Wagner entra na mira

27/02/2018

 

 

Cotado para substituir Lula na campanha, ex-governador da Bahia é alvo de ação da PF

Cotado como alternativa do PT ao ex-presidente Luiz Inácio Lula da Silva para a corrida presidencial, o ex-ministro e ex-governador da Bahia Jaques Wagner foi o principal alvo de uma operação da Polícia Federal, deflagrada ontem, que investiga superfaturamento em contratos para a reforma da Arena Fonte Nova, em Salvador. Wagner é acusado pela PF de receber R$ 82 milhões em propina e doações eleitorais das duas empresas que formaram o consórcio responsável pela obra: Odebrecht e OAS. Ele nega irregularidades. O PT classifica a operação de “episódio de perseguição contra o partido”.

A delegada responsável pela Operação “Cartão Vermelho”, Luciana Matutino, afirma que o superfaturamento da reconstrução do estádio soma cerca de R$ 450 milhões, em valores atualizados. O custo equivale a cerca de 65% do total gasto na obra. As investigações da Polícia Federal e do Ministério Público Federal em todo o Brasil revelaram suspeitas de despesas muito superiores às orçadas em várias cidades da Copa. No Maracanã, no Rio, e no Mané Garrincha, em Brasília, os custos finais extrapolaram em mais da metade o orçamento inicial.

No caso da Fonte Nova, as investigações indicaram que os supostos pagamentos ao ex-governador baiano saíram do montante recebido pelas empreiteiras. Delações de executivos das construtoras e de políticos apontam que Jaques Wagner é o sétimo chefe de executivo estadual acusado de receber propina em obras das arenas. Sérgio Cabral (PMDB-RJ), Agnelo Queiroz (PT-DF), José Roberto Arruda (PR-DF), Eduardo Braga (PMDB-AM), Omar Aziz (PSD-AM) e Silval Barbosa (PMDB-MT) também já foram citados. À exceção de Silval Barbosa, todos os outros políticos acusados negam qualquer ato ilícito.

— O somatório de R$ 82 milhões foi o total identificado nesta investigação que foi doado pela OAS e Odebrecht para o ex-governador — disse a delegada, em entrevista após a operação.

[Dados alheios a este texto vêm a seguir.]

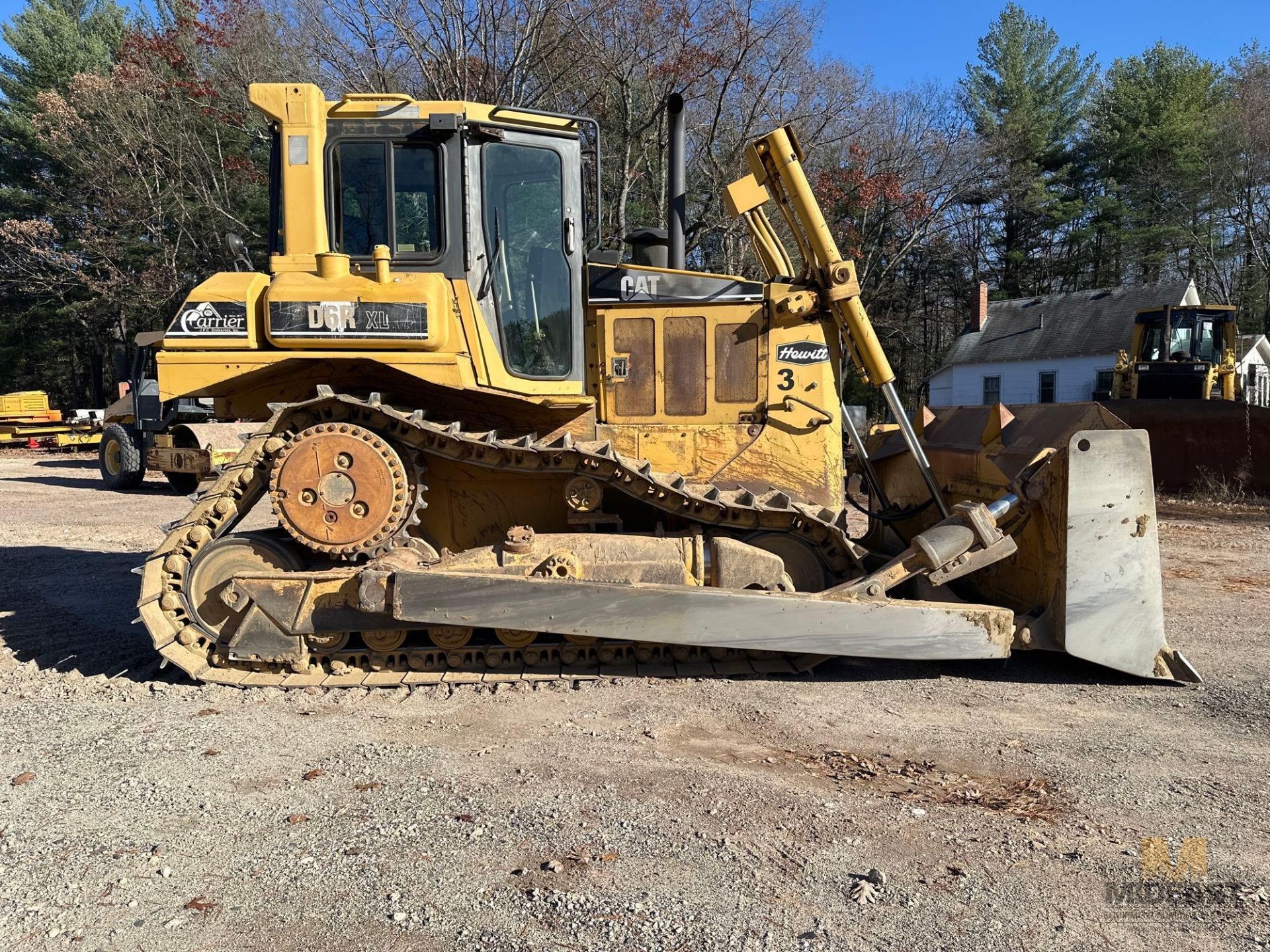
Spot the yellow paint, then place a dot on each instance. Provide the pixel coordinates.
(241, 287)
(1221, 376)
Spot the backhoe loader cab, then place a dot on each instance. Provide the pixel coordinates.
(492, 456)
(1180, 353)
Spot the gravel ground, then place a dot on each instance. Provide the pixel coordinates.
(994, 800)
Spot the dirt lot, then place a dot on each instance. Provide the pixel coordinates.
(646, 815)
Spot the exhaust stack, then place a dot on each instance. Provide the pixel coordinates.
(677, 193)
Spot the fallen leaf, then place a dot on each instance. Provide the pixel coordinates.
(863, 892)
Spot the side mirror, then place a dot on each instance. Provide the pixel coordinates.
(238, 251)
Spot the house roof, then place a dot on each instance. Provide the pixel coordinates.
(1250, 344)
(1064, 325)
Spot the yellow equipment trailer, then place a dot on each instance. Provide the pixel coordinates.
(494, 451)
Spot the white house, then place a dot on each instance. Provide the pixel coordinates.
(1254, 357)
(1054, 348)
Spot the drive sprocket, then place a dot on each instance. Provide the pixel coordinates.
(341, 489)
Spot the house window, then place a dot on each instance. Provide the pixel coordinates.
(1103, 382)
(1046, 391)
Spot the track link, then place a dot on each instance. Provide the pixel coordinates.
(164, 607)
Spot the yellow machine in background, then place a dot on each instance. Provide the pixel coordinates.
(495, 451)
(1180, 353)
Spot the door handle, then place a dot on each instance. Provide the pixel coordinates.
(788, 407)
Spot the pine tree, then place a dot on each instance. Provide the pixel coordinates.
(1027, 98)
(1155, 128)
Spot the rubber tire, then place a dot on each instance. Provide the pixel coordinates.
(132, 465)
(183, 483)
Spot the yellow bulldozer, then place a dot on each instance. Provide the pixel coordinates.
(1180, 353)
(1179, 381)
(491, 450)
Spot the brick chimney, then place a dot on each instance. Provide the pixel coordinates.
(980, 307)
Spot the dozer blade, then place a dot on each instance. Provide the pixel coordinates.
(1086, 575)
(282, 607)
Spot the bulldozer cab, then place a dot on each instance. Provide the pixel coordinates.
(417, 196)
(1189, 334)
(1181, 353)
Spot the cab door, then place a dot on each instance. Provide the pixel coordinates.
(527, 268)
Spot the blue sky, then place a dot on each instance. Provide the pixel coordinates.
(919, 40)
(908, 42)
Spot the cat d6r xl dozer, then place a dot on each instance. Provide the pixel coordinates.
(492, 455)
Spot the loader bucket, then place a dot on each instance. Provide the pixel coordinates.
(1086, 575)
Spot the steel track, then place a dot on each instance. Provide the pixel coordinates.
(164, 603)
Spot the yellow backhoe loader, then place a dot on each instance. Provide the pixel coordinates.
(1180, 353)
(1179, 381)
(494, 451)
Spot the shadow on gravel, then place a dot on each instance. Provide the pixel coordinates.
(1021, 668)
(93, 483)
(70, 610)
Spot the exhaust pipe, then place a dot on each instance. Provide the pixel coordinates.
(677, 197)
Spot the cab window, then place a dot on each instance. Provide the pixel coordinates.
(529, 270)
(385, 194)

Agentes da PF cumpriram sete mandados de busca e apreensão: na casa de Jaques Wagner em Salvador; na secretaria estadual de Desenvolvimento Econômico, da qual ele é titular; e em outros endereços na capital baiana ligados ao secretário da Casa Civil, Bruno Dauster, e ao empresário Carlos Daltro, amigo de Wagner. Segundo a delegada, foram apreendidos documentos, computadores, mídias e cerca de 15 relógios do ex-governador. A Polícia Federal chegou a pedir a prisão preventiva de Wagner e dos outros dois alvos da operação, mas o Tribunal Regional Federal da 1ª Região (TRF-1) negou os pedidos.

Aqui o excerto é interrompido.